Разлюбим скоро и забудем
Всё то, что связано с Тобой,
Всё то, что раньше было с нами.
О, бедная людская память!
Какой архангельской трубой
Нас воскресить теперь из праха?
И мы живём, всё что-то ждём
И песни старые поём
Во имя русского размаха,
Во славу легендарных лет,
Давным-давно которых нет (59).
Он знает: чужая земля — это теперь навсегда. Мать, родина, осталась там, далеко. Здесь мачеха. Надо свыкаться и с нею.
Жизнь не начинается сначала,
Так не надо зря чего-то ждать;
Ты меня с улыбкой не встречала
И в слезах не будешь провожать.
У тебя свои, родные, дети,
У тебя я тоже не один,
Приютившийся на годы эти,
Чей-то чужеродный сын.
Кончилась давно моя дорога,
Кончилась во сне и наяву,—
Долго жил у твоего порога,
И ещё, наверно, поживу.
Лучшие тебе отдал я годы,
Всё тебе доверил, не тая,—
Франция, страна моей свободы—
Мачеха весёлая моя (84).
Строгое мужество и трезвая печаль в этих пронзающих душу строках. Никто лучше не сказал о том, что утаивается человеком, живущим у порога неродного дома.
И понимает он: время идёт, приходят новые поколения, эмиграция становится уже не просто ощущением, но состоянием, которое втягивает в себя, подчиняет, в котором рвутся многие связи.
У отцов свои преданья,
У отцов свои грехи:
Недостроенные зданья,
Непрочтённые стихи.
И ни в чём уже не каясь,
Лоб крестя иль не крестя,
Подрастает, озираясь,
Эмигрантское дитя (215).
А всё же есть в жизни то утешение, с каким не совладает никакое уныние. Воспоминания об оставленной родной земле постоянно сопрягаются с неколебимостью веры.
Ах, Русь, Московия, Россия,—
Простор безбрежно снеговой,
Какие звёзды золотые
Сейчас зажгутся над тобой?
И всё равно, какой бы жребий
Тебе ни бросили года,
Не догорит на этом небе
Волхвов приведшая звезда,
И будут знать, и будут верить,
Что в эту ночь, в мороз, в метель
Младенец был в простой пещере
В стране за тридевять земель.
Никто другой не станет ближе,
Чем Он, скуде дымящих хат,
Когда сухой мороз пронижет
Весёлый крик твоих коляд (20–21).
Туроверов в своих стихах часто проявляет сугубо религиозное мирочувствие, обнаруживающее себя ненарочито, но верно. Примеров много. Так, не случайно же, вспоминая о жестоком Перекопе, он не забывает и о молитвенной помощи, без которой может быть утрачена всякая надежда:
Кто завтра жребий смертный вынет,
Чей будет труп в снегу лежать?
Молись, молись о дальнем сыне
Перед святой иконой мать! (35)
Для поэта само сознавание прихода Спасителя в мир делает жизнь небезнадёжной, полной ожидания светлой радости.

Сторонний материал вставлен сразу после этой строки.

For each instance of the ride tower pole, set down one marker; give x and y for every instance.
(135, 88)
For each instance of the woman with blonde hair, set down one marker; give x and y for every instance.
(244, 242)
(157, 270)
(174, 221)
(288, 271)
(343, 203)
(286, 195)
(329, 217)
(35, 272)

Все мы с детства знаем: к Рождеству
Всё на свете и чудесней, и добрее.
Снег, упавший на опавшую листву,
Под листвой кузнечика согреет.
И на ёлках, зеленеющих вокруг,
Разноцветные зажгутся свечи.
Рождество, мой музыкальный друг.
Рождество, мой молодой кузнечик.
И скрипач весною с торжеством
Воскресение прославит в песне.
Все мы с детства знаем: Рождеством
Всё необычайней и чудесней (198).
Рождество, кажется, любимый праздник поэта: о Рождестве немало строк в его стихах.
Туроверов продолжил то в русской поэзии, что было всегда соединено с сознаванием красоты мира как проявления славы Господней. А для этого-то нужно быть проникнутым истинною верою.
Грозу мы замечаем еле;
Раскрыв удобные зонты,
В проспектах уличных ущелий
Не видим Божьей красоты,
И никому из нас не мнится
Вселявшая когда-то страх
Божественная колесница
С пророком в грозных облаках.
……………………………….
Но где-нибудь теперь на ниве,
Средь зеленеющих равнин,
Благословляет бурный ливень
Насквозь промокший селянин.
И чувств его в Господней славе
Словами выразить нельзя,
Когда утихший дождь оправит
Весёлой радугой стезя (67).
Он знает о тех чувствах в Господней славе, ибо они не сторонние для него, но живут в нём самом, всегда жили. Эти чувства для Туроверова сопряжены с некоей тайной, только и придающей миру то великолепие, ту жизненность, которые так много говорят сердцу о Творце. В том мы можем отметить близость Туроверова Достоевскому — в мироощущении.